Photographer David Kaufman looks at the world through a historical lens. Quite literally, in fact, as he shoots with bellows, the folding attachment used on cameras since the Civil War. Though Kaufman is fascinated by the past, his old-fashioned equipment has a more practical purpose: the bellows prevent the converging vertical lines that would otherwise distort his architectural photography.
The subjects of Kaufman’s images are also defiantly pre-Modern, buildings that challenge what he calls the “creeping homogeneity” of newer cityscapes. “I’m interested in vernacular architecture,” the Toronto-based photographer explained. “[The] ordinary buildings, brick factories, houses, storefronts, that characterize the mid-20th century urban landscape.”
Kaufman’s series on Jewish historical sites dates back to 1992, when his decades-long career as a documentary filmmaker took him to Poland. While researching hidden Jewish children, he stumbled upon a Jewish cemetery that had been unearthed during the construction of a hot water pipe at a local school.
“I saw on the edge of the field about 300 Jewish gravestones, stacked in a pile… It was the first time that I’d actually seen Jewish gravestones in Poland, and I was just knocked out by the quality of the calligraphy on the stones and the artwork,” Kaufman recalled. “I thought they were incredibly beautiful.”
By 2007, Kaufman had visited both the Warsaw and Lodz Jewish Cemeteries and realized that “there was a very rich treasure trove of Jewish material culture in Polish cemeteries and other parts of Poland.” Having received a “strong Jewish upbringing,” including 12 years of Hebrew school in his hometown of Montreal, he was thrilled to have found a means of exploring his Jewish identity through photography.
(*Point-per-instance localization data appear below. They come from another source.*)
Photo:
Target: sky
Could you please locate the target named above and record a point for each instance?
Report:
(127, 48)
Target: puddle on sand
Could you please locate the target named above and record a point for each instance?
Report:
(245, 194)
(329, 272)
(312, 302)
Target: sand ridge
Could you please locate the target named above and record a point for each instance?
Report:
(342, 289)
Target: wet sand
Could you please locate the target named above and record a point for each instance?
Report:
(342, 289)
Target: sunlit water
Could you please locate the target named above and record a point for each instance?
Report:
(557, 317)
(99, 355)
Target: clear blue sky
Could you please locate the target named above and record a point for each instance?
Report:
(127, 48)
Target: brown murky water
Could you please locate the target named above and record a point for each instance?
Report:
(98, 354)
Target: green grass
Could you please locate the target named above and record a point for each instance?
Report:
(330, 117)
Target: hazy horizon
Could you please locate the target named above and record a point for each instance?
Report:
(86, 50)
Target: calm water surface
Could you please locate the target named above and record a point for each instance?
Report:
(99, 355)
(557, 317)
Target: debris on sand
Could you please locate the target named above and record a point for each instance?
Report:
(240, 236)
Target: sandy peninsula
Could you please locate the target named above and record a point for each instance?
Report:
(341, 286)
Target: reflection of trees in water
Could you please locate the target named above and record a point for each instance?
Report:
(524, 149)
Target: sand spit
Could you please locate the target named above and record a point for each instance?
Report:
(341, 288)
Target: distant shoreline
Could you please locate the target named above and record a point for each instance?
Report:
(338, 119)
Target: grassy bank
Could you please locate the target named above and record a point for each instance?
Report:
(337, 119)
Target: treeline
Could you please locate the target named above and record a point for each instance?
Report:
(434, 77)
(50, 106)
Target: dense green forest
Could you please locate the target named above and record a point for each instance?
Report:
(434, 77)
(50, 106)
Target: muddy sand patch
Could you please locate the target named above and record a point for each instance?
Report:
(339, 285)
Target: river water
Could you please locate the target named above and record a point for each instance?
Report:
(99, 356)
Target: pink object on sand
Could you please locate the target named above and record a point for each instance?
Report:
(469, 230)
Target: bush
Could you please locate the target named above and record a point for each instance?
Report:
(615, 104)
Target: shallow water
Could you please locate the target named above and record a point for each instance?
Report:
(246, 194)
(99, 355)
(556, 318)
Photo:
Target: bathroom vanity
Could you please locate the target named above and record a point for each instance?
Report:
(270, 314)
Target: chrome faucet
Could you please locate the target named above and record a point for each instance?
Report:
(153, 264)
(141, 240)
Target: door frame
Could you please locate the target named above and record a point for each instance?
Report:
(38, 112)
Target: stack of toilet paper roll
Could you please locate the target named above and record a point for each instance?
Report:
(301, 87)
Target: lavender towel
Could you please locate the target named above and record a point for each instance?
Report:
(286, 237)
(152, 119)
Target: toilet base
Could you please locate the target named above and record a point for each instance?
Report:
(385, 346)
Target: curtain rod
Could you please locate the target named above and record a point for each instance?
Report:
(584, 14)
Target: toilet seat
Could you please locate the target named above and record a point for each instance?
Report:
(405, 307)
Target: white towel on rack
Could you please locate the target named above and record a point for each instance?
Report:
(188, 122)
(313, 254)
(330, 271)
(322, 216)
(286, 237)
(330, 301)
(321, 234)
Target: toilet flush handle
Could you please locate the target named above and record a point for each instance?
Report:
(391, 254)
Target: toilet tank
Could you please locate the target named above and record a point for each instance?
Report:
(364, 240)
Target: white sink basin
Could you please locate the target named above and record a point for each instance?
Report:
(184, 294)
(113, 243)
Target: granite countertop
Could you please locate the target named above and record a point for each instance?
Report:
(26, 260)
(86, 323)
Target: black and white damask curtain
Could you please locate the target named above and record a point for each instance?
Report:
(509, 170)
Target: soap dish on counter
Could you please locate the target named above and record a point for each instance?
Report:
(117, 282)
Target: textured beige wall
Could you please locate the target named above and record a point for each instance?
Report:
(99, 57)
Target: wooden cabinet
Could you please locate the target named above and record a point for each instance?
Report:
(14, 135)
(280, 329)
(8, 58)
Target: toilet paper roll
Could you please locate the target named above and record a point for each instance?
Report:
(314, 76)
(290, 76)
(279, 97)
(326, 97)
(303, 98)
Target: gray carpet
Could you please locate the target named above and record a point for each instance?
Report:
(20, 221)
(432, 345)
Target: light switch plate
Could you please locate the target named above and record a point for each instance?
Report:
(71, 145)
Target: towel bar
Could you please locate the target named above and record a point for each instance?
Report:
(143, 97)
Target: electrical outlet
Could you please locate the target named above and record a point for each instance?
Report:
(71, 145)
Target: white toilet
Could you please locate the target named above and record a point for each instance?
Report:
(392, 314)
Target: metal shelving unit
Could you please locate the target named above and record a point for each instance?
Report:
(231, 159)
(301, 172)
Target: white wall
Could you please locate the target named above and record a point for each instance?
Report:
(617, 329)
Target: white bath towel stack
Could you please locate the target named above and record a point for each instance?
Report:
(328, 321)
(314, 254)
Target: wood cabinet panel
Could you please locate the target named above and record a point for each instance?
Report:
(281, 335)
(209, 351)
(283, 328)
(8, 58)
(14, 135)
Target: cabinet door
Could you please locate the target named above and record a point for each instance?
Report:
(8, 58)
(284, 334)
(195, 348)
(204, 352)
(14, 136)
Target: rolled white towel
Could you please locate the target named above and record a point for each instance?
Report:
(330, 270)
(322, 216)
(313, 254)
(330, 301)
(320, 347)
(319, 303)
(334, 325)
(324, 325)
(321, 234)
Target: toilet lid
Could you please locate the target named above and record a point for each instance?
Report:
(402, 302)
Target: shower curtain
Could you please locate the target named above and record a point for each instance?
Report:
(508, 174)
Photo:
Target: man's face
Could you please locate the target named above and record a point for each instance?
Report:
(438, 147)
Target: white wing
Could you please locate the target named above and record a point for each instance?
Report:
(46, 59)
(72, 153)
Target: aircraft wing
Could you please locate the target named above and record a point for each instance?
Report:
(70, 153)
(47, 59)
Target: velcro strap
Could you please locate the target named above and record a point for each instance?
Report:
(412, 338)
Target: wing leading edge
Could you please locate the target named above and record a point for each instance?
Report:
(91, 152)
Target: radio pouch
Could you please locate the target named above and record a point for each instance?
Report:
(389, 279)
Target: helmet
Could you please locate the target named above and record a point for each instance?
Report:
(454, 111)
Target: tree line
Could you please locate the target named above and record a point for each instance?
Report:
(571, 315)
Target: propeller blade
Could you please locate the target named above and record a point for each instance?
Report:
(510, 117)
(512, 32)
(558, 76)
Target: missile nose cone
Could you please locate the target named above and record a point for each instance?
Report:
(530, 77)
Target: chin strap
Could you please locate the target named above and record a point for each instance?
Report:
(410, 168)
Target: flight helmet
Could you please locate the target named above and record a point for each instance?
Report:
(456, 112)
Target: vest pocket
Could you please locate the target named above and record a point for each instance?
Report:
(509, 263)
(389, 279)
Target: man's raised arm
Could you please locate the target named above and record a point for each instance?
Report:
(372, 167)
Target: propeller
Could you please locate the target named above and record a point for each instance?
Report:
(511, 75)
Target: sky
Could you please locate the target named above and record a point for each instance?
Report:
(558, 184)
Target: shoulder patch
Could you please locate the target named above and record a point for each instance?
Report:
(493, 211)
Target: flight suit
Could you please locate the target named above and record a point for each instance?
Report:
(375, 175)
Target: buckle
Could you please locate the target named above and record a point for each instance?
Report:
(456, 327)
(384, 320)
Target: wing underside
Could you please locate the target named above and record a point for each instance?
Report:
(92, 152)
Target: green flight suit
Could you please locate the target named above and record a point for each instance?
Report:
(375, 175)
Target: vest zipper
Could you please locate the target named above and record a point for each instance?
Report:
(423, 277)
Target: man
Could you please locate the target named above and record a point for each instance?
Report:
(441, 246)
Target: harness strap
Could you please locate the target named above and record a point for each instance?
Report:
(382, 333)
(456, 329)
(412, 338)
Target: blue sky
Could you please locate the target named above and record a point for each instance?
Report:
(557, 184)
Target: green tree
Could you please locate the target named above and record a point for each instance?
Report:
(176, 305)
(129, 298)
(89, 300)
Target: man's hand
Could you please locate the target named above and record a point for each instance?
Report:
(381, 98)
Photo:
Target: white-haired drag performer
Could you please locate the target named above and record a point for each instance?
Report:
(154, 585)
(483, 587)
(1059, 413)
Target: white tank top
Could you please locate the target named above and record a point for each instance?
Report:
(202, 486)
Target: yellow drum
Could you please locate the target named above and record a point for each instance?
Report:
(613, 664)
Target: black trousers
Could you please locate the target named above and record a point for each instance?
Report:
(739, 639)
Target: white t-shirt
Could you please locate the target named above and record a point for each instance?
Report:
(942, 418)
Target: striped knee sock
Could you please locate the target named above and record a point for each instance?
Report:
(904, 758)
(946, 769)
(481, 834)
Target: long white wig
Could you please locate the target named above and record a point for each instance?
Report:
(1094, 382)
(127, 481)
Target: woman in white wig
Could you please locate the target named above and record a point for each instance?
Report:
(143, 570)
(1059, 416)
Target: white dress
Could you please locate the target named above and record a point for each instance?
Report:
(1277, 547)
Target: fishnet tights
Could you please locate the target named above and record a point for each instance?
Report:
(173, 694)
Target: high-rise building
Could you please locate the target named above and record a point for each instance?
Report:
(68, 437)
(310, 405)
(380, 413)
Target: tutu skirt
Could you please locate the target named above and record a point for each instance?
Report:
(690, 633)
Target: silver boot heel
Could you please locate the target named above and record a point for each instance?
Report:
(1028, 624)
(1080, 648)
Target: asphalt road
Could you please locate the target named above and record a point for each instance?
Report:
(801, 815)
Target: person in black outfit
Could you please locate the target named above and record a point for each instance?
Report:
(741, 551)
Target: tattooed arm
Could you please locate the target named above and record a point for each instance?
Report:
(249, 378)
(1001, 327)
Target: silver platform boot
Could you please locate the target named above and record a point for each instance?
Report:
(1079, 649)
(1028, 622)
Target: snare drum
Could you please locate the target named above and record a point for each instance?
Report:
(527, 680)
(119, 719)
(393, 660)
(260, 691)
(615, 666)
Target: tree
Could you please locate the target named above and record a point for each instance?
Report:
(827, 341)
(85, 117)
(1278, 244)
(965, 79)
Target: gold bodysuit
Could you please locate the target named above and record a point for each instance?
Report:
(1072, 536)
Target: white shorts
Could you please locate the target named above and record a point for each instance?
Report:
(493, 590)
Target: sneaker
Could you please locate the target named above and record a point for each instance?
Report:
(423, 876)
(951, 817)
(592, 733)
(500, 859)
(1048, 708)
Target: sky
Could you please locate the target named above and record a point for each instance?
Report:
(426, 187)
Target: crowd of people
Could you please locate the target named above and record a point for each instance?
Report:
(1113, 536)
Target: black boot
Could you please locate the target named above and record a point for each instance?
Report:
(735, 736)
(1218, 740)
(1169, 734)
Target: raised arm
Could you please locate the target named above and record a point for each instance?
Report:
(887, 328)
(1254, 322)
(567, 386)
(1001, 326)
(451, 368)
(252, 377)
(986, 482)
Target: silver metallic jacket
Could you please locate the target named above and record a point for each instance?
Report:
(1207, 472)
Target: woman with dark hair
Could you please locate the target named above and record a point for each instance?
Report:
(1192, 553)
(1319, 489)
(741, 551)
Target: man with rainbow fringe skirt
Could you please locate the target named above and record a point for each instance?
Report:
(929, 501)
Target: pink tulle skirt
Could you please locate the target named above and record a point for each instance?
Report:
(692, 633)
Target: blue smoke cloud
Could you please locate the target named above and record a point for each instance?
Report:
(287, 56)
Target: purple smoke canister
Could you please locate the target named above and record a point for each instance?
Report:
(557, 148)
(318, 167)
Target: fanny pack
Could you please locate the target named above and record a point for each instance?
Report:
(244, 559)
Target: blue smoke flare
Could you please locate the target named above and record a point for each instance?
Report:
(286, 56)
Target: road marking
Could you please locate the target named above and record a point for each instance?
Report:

Kaufman has since returned to Eastern Europe seven times, with the goal of capturing Jewish heritage sites before they disappear. As much as he appreciates the “combination of order and disorder” that has emerged in neglected Jewish cemeteries, synagogues, and former Jewish neighborhoods, he hopes that Poland and its neighboring countries will recognize the value in preserving these markers of pre-war Jewish life.
These Jewish spaces are “an embodiment of the history of the community,” Kaufman said, “posthumous landscapes” that document a monumental loss.